ベクトルの西江氏とシナジーマーケティングの谷井氏の共著「実践 インバウンドマーケティング」を読んだ。



インバウンドマーケティングといえば、アメリカで2006年に創業したハブスポット社のブライアン・ハリガンとダーメッシュ・シャアが提唱したマーケティング手法。

提唱者の二人によれば、インバウンドマーケティングの定義は次のようになる。

インバウンドマーケティングとは、見込み客に有益なコンテンツをネット上で提供することで、検索結果やソーシャルメディア上で自社を「見つけられ」やすくし、自社のサイトへ来てもらいやすくするというマーケティングコンセプト。

見込み客が自ら行動して「見つける」ところがポイントであるが、テレビCMと違うのは、同じ見つけられると言っても一方的に侵入してくるものではない点、圧倒的にコストがかからない点にある。

インバウンドマーケティングではあくまで見込み客が自発的に行動すること、見込み客の発見から最終アクションまでネット上で完結できること、そんなところだろうか。

本書「実践 インバウンドマーケティング」の話に戻ろう。

著者の西江氏は戦略PRのプロ、谷井氏はCRMのプロ。マーケティング領域ではまったく専門が違う二人ではあるが、ともにインバウンドマーケティングに興味を示し意気投合したことから本書は生まれたということだ。

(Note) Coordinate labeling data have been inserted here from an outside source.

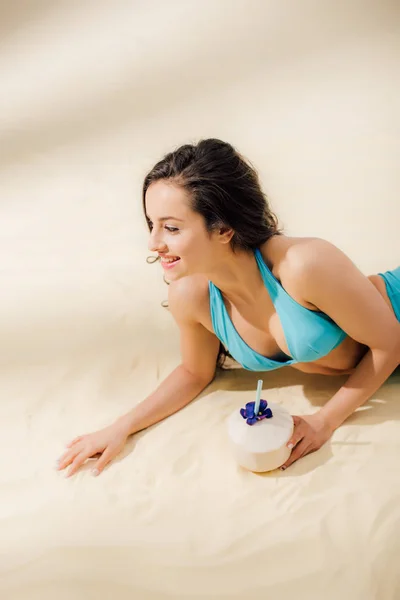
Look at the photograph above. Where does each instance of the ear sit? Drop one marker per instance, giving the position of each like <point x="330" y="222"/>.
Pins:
<point x="225" y="234"/>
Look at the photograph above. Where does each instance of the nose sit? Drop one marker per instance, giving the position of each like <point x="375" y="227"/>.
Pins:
<point x="156" y="243"/>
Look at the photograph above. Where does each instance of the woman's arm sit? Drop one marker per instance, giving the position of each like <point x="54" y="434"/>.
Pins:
<point x="331" y="282"/>
<point x="199" y="352"/>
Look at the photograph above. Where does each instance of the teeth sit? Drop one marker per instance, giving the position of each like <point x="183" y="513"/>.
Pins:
<point x="163" y="259"/>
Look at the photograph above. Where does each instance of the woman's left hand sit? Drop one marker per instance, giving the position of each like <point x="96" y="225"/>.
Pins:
<point x="309" y="434"/>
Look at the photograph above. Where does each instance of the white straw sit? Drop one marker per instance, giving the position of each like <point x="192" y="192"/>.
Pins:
<point x="257" y="403"/>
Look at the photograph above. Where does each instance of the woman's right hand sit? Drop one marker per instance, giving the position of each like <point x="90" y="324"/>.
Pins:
<point x="107" y="443"/>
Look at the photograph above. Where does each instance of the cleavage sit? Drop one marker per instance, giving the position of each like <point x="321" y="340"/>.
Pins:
<point x="260" y="327"/>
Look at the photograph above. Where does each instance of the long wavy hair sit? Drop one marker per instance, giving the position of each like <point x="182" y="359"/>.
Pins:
<point x="225" y="189"/>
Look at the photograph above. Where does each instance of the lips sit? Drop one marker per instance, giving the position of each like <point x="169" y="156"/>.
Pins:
<point x="168" y="262"/>
<point x="169" y="259"/>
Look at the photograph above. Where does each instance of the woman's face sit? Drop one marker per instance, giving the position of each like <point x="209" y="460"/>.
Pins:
<point x="178" y="234"/>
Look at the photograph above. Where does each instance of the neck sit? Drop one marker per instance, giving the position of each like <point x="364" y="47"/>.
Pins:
<point x="237" y="276"/>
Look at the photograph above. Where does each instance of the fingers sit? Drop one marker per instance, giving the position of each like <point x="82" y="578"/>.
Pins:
<point x="298" y="432"/>
<point x="74" y="441"/>
<point x="300" y="450"/>
<point x="108" y="454"/>
<point x="67" y="457"/>
<point x="77" y="462"/>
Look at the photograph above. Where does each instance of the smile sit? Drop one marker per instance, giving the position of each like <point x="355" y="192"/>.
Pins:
<point x="168" y="262"/>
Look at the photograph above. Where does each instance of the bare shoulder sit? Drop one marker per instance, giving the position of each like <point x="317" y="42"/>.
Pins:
<point x="188" y="298"/>
<point x="310" y="253"/>
<point x="296" y="260"/>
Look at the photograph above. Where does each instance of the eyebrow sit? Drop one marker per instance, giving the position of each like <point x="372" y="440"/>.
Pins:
<point x="167" y="219"/>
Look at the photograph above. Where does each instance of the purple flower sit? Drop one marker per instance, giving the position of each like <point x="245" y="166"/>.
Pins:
<point x="263" y="413"/>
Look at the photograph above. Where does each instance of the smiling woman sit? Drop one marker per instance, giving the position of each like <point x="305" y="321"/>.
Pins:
<point x="238" y="284"/>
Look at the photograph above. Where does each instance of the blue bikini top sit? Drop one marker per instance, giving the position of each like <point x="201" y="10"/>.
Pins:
<point x="309" y="334"/>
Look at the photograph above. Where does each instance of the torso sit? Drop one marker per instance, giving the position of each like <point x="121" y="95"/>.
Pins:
<point x="259" y="325"/>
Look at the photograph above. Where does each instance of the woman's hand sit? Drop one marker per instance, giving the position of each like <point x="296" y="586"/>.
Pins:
<point x="107" y="443"/>
<point x="309" y="434"/>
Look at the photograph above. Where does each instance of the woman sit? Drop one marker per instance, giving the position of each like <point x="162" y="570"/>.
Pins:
<point x="238" y="283"/>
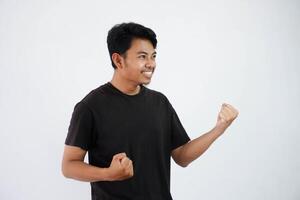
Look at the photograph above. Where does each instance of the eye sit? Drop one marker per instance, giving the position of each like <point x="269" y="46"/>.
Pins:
<point x="142" y="56"/>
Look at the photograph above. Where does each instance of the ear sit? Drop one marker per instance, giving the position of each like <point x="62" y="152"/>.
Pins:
<point x="118" y="60"/>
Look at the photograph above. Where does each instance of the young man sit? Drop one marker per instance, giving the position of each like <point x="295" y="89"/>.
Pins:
<point x="129" y="131"/>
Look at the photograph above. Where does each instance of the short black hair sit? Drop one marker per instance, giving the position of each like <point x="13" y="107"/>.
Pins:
<point x="120" y="36"/>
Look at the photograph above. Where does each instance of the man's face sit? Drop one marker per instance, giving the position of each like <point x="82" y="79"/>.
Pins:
<point x="139" y="62"/>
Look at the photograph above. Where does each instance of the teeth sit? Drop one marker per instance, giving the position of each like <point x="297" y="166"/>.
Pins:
<point x="149" y="74"/>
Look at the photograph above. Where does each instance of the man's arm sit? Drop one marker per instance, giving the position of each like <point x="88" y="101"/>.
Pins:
<point x="73" y="166"/>
<point x="190" y="151"/>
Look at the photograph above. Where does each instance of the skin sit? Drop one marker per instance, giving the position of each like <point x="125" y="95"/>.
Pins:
<point x="132" y="71"/>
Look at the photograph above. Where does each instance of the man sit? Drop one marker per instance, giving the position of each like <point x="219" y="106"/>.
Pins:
<point x="130" y="131"/>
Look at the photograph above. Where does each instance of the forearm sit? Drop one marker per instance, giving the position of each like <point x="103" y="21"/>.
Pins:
<point x="82" y="171"/>
<point x="198" y="146"/>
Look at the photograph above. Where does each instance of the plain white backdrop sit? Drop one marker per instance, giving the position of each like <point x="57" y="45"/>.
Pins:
<point x="246" y="53"/>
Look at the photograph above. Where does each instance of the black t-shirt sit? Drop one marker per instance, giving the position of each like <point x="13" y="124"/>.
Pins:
<point x="144" y="126"/>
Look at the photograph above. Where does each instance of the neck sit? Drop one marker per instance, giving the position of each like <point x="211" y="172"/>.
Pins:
<point x="124" y="86"/>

かくして本書のテーマは「戦略PR×インバウンドマーケティング×CRM」、日本版インバウンドマーケティングと言ってもいい。

戦略PRで作った土壌を作り、キーワード経由でWEBへやってきた見込み客をCRMで育てる。まさにインバウンドマーケティングを中心にお互いの得意な領域が補完し合える。まさに最強のタッグと言っても過言ではないだろう。

マス広告が効かなくなった言われる一方で、こうした新しいマーケティング手法が注目を集めている。

重要なのは、この移り変わりにある背景の事情を理解すること、そしてまずは実践してみることだ。そこから見えてくることも沢山あるはずである。

本書「実践 インバウンドマーケティング」は元祖「インバウンドマーケティング」を日本の事情に合わせて、わかりやすく噛み砕いて書かれた、まさに実践の書だ。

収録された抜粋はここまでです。